FUNDAMENTAÇÃO FÁCTICA
Para a convicção formada, conducente aos factos julgados provados, concorreu as declarações do representante da demandante, do demandado, a prova documental junta aos autos, e os depoimentos das testemunhas inquiridas cujos depoimentos se revelaram isentos, credíveis e imparciais.
O representante da demandante confirmou a factualidade alegada no requerimento inicial, explicando a não existência de condomínio e a dificuldade em chegar a um entendimento atendendo ao número de condóminos envolvidos. Referiu ainda que, o demandado assinou dois contractos, o segundo na sua presença. O primeiro tinha um lapso e teve que ser substituído. O demandado, nunca disse que não pagava, mandou-lhe as facturas e uma carta para pagar.
Em declarações o demandado confirmou a assinatura dos dois contractos, o primeiro estava incorrecto. No período que mediou a assinatura do primeiro e segundo falou com a empresa vendedora da fracção.
Leu o contrato, e sabia o que estava a contratar, tem o 12º ano. Recebeu as facturas juntas aos autos, e a carta de interpelação e não as devolveu. A obra foi realizada.
A testemunha CV, vizinho do demandado explicou que a MC andava a pressionar o demandado, pois, era a responsável por recolher as assinaturas.
Tiveram de assinar dois contratos, pois, o primeiro não estava correcto.
A testemunha MC, explicou que foi a pessoa encarregue para resolver os problemas com o empreiteiro. Em 2018 o Sr. JG não era proprietário, tendo contactado a empresa que depois lho vendeu, que sem a existência de condomínio não pagou. Depois da aquisição da fracção pelo demandado, a empresa referiu-lhe que ele era o responsável pelo pagamento das obras. O demandado assinou o primeiro contrato sem objecção, no segundo já manifestou problemas. Quando a imobiliária lhe mostrou o apartamento, a mediadora disse-lhe que ele não era responsável pelo pagamento das obras no telhado. O segundo contrato, foi assinado com o empreiteiro. Entre a assinatura de um e outro contrato mediou cerca de um mês.

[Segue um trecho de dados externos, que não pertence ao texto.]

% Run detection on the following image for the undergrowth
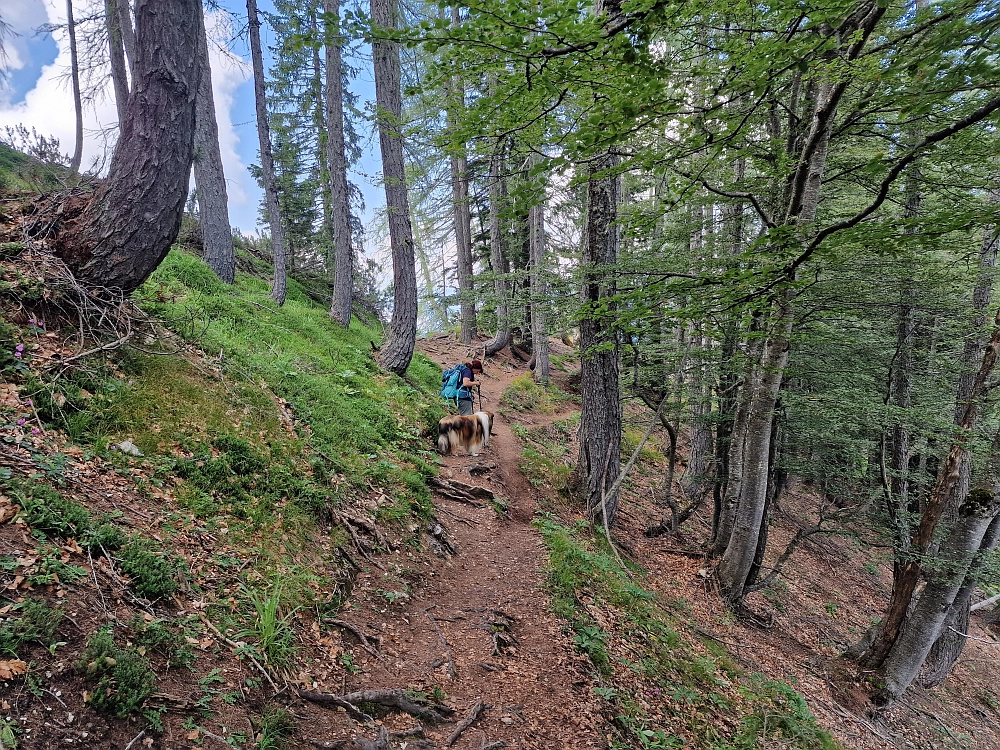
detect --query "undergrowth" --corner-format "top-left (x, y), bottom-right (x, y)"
top-left (536, 518), bottom-right (840, 750)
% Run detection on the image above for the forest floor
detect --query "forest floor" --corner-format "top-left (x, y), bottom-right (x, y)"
top-left (3, 250), bottom-right (1000, 749)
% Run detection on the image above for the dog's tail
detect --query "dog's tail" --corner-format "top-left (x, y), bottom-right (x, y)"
top-left (437, 427), bottom-right (450, 455)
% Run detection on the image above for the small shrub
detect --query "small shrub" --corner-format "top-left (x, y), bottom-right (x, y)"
top-left (237, 582), bottom-right (298, 669)
top-left (118, 539), bottom-right (181, 599)
top-left (254, 706), bottom-right (295, 750)
top-left (78, 626), bottom-right (156, 718)
top-left (127, 615), bottom-right (196, 669)
top-left (81, 523), bottom-right (128, 553)
top-left (0, 598), bottom-right (64, 656)
top-left (13, 483), bottom-right (91, 539)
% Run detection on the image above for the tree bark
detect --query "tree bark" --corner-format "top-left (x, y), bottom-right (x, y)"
top-left (484, 141), bottom-right (511, 356)
top-left (326, 0), bottom-right (354, 326)
top-left (716, 292), bottom-right (794, 602)
top-left (247, 0), bottom-right (287, 305)
top-left (56, 0), bottom-right (201, 294)
top-left (576, 150), bottom-right (622, 525)
top-left (528, 159), bottom-right (549, 385)
top-left (118, 0), bottom-right (136, 79)
top-left (878, 490), bottom-right (1000, 703)
top-left (66, 0), bottom-right (84, 174)
top-left (372, 0), bottom-right (417, 375)
top-left (448, 6), bottom-right (476, 345)
top-left (862, 304), bottom-right (1000, 667)
top-left (193, 5), bottom-right (235, 284)
top-left (105, 0), bottom-right (130, 125)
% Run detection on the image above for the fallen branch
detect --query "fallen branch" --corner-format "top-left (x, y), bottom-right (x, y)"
top-left (328, 619), bottom-right (382, 658)
top-left (445, 698), bottom-right (485, 747)
top-left (296, 689), bottom-right (373, 724)
top-left (198, 613), bottom-right (278, 693)
top-left (425, 607), bottom-right (458, 679)
top-left (427, 477), bottom-right (494, 507)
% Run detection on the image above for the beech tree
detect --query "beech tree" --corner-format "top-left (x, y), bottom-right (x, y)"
top-left (56, 0), bottom-right (201, 294)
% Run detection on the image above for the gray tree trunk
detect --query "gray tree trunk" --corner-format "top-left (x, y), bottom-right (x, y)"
top-left (716, 293), bottom-right (794, 602)
top-left (529, 158), bottom-right (549, 385)
top-left (879, 490), bottom-right (1000, 703)
top-left (66, 0), bottom-right (83, 174)
top-left (484, 143), bottom-right (511, 356)
top-left (576, 150), bottom-right (622, 525)
top-left (247, 0), bottom-right (287, 305)
top-left (685, 203), bottom-right (713, 498)
top-left (193, 5), bottom-right (234, 284)
top-left (105, 0), bottom-right (130, 125)
top-left (325, 0), bottom-right (354, 326)
top-left (372, 0), bottom-right (417, 375)
top-left (56, 0), bottom-right (200, 293)
top-left (448, 6), bottom-right (476, 344)
top-left (118, 0), bottom-right (136, 79)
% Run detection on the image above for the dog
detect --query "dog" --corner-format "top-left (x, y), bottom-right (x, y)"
top-left (437, 412), bottom-right (494, 456)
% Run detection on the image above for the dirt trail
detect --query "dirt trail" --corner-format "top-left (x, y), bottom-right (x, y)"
top-left (332, 338), bottom-right (605, 749)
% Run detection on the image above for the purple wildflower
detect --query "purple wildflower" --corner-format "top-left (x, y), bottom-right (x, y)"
top-left (31, 428), bottom-right (39, 435)
top-left (24, 399), bottom-right (31, 406)
top-left (13, 352), bottom-right (21, 359)
top-left (16, 418), bottom-right (25, 425)
top-left (15, 344), bottom-right (23, 352)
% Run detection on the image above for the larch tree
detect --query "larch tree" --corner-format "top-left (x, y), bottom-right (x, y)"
top-left (371, 0), bottom-right (417, 375)
top-left (193, 5), bottom-right (235, 284)
top-left (105, 0), bottom-right (130, 123)
top-left (66, 0), bottom-right (84, 174)
top-left (447, 5), bottom-right (476, 345)
top-left (55, 0), bottom-right (201, 294)
top-left (247, 0), bottom-right (289, 305)
top-left (325, 0), bottom-right (354, 326)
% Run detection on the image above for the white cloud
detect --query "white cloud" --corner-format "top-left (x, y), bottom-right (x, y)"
top-left (0, 1), bottom-right (256, 223)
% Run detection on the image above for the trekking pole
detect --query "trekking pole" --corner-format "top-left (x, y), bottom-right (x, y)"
top-left (478, 386), bottom-right (483, 413)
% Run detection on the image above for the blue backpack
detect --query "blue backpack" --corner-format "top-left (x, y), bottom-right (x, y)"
top-left (440, 364), bottom-right (469, 407)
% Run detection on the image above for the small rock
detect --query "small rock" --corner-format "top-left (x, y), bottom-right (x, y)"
top-left (117, 440), bottom-right (142, 456)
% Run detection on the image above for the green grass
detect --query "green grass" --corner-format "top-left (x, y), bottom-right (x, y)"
top-left (536, 518), bottom-right (840, 750)
top-left (78, 626), bottom-right (157, 719)
top-left (0, 598), bottom-right (64, 657)
top-left (501, 373), bottom-right (571, 414)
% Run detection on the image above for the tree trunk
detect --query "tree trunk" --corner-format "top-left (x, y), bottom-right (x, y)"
top-left (484, 142), bottom-right (511, 356)
top-left (716, 293), bottom-right (794, 602)
top-left (528, 161), bottom-right (549, 385)
top-left (193, 5), bottom-right (234, 284)
top-left (326, 0), bottom-right (354, 327)
top-left (105, 0), bottom-right (130, 125)
top-left (66, 0), bottom-right (83, 174)
top-left (919, 513), bottom-right (1000, 688)
top-left (56, 0), bottom-right (200, 294)
top-left (118, 0), bottom-right (137, 79)
top-left (576, 150), bottom-right (622, 525)
top-left (710, 315), bottom-right (762, 555)
top-left (862, 305), bottom-right (1000, 667)
top-left (448, 6), bottom-right (476, 345)
top-left (372, 0), bottom-right (417, 375)
top-left (878, 490), bottom-right (1000, 703)
top-left (247, 0), bottom-right (287, 305)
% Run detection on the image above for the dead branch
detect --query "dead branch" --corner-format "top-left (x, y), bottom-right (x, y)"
top-left (198, 613), bottom-right (278, 693)
top-left (445, 698), bottom-right (485, 747)
top-left (341, 689), bottom-right (454, 722)
top-left (296, 689), bottom-right (374, 724)
top-left (328, 619), bottom-right (382, 658)
top-left (424, 607), bottom-right (458, 679)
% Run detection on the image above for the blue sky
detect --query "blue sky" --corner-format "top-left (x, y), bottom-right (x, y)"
top-left (0, 0), bottom-right (384, 236)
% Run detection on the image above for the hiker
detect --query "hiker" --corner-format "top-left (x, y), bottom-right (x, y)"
top-left (457, 360), bottom-right (483, 415)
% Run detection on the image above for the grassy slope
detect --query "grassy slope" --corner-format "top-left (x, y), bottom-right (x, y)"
top-left (0, 245), bottom-right (446, 746)
top-left (502, 379), bottom-right (840, 750)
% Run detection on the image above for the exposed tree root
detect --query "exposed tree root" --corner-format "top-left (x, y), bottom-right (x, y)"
top-left (427, 477), bottom-right (494, 507)
top-left (425, 606), bottom-right (458, 679)
top-left (471, 610), bottom-right (518, 656)
top-left (444, 698), bottom-right (485, 747)
top-left (297, 688), bottom-right (455, 724)
top-left (328, 619), bottom-right (382, 659)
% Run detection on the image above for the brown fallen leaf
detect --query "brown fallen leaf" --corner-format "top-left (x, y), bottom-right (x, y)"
top-left (0, 498), bottom-right (18, 524)
top-left (0, 660), bottom-right (28, 680)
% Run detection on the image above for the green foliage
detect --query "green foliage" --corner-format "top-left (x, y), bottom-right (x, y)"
top-left (0, 598), bottom-right (64, 657)
top-left (237, 581), bottom-right (298, 669)
top-left (501, 374), bottom-right (569, 414)
top-left (536, 518), bottom-right (838, 749)
top-left (78, 626), bottom-right (156, 718)
top-left (11, 481), bottom-right (90, 539)
top-left (127, 615), bottom-right (197, 670)
top-left (254, 706), bottom-right (295, 750)
top-left (117, 539), bottom-right (182, 600)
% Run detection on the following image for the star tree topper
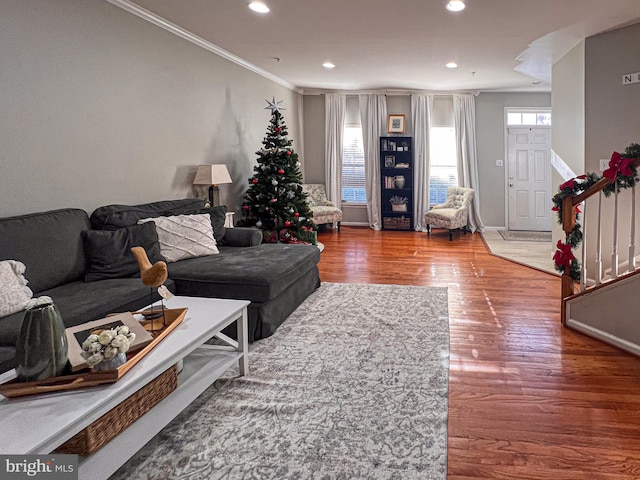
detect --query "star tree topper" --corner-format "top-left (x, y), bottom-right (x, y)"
top-left (265, 97), bottom-right (285, 114)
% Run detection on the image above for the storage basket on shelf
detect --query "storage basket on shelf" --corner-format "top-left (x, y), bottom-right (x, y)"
top-left (383, 216), bottom-right (411, 230)
top-left (56, 364), bottom-right (178, 456)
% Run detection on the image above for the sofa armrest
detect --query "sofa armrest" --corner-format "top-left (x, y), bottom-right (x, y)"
top-left (322, 200), bottom-right (336, 207)
top-left (223, 227), bottom-right (263, 247)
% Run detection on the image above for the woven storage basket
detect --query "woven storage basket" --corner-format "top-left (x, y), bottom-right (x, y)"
top-left (383, 216), bottom-right (411, 230)
top-left (57, 365), bottom-right (178, 456)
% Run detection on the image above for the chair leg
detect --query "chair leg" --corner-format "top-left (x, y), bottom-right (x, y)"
top-left (426, 224), bottom-right (431, 235)
top-left (449, 230), bottom-right (453, 241)
top-left (337, 222), bottom-right (341, 232)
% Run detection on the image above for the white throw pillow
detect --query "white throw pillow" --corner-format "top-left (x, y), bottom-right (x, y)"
top-left (138, 214), bottom-right (219, 263)
top-left (0, 260), bottom-right (34, 318)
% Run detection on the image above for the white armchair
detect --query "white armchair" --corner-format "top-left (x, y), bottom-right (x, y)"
top-left (301, 184), bottom-right (342, 232)
top-left (424, 187), bottom-right (474, 240)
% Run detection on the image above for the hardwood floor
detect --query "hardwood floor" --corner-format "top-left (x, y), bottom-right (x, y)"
top-left (316, 226), bottom-right (640, 480)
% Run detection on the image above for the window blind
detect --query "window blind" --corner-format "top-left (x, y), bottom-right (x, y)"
top-left (342, 126), bottom-right (366, 204)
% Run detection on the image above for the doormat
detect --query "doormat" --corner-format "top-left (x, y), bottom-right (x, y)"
top-left (499, 230), bottom-right (552, 242)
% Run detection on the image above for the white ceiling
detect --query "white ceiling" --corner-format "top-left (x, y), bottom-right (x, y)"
top-left (124, 0), bottom-right (640, 93)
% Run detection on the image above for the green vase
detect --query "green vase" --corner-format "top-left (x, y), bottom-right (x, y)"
top-left (15, 299), bottom-right (68, 381)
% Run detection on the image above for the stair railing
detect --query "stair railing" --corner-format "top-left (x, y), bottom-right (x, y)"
top-left (560, 156), bottom-right (640, 319)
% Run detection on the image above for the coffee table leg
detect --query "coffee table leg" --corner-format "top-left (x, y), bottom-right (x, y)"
top-left (238, 307), bottom-right (249, 375)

Assim, o facto assente em 1,6,7, consideram-se admitidos por acordo nos termos do disposto no art. 574º, nº2 do C.P.C.
Os factos enumerados sob os nºs, 2,3,8,12,13 e 16, resultaram do teor dos documentos juntos conforme referido em cada um dos factos.
Os factos sob os nºs. 4, 5 e 9, resultaram das declarações das partes, confirmados pelas testemunhas.
Os restantes, foram admitidos pelo demandado e resultaram igualmente dos depoimentos das testemunhas inquiridas.
Quanto aos factos não provados, resultam da ausência de prova quanto aos mesmos que permitisse concluir de forma diferente.
4-O DIREITO
Entre demandante e demandado foi celebrado contrato de empreitada nos termos do disposto no art.1207º do Código Civil.
A empreitada é uma das modalidades do contrato de prestação de serviços, “sendo um contrato sinalagmático, oneroso, comutativo e consensual”, in direito das obrigações, parte especial – contratos, de Pedro Romano Martinez.
No contrato de empreitada em apreço, as partes celebraram entre si, um acordo no qual a Demandante (empreiteiro) se obrigou a realizar uma obra que visava a cobertura do telhado do prédio onde o demandado tem uma fracção, mediante o pagamento pelo Demandado (dono da obra) do preço dos materiais aplicados e mão-de-obra previamente acordado.
Dispõe o art. 1207.º do Cód. Civil (CC) que” empreitada é o contrato pelo qual uma das partes se obriga à outra a realizar certa obra, mediante um preço”, resultando desta definição três elementos: os sujeitos (empreiteiro e dono da obra), a realização de uma obra (resultado material) e o pagamento do preço (retribuição).
Da relação jurídica emergente de uma empreitada, derivam obrigações recíprocas e interdependentes: a obrigação de realizar uma obra tem, como contrapartida, o dever de pagar o preço.
Temos assim que, do lado do empreiteiro, a principal obrigação é a de obter um certo resultado material (art. 1207.º do CC), que se traduz na execução da obra nas condições convencionadas, e sem vícios que excluam ou reduzam o valor dela, ou a sua aptidão para o uso ordinário ou previsto no contrato (art. 1208.º do CC).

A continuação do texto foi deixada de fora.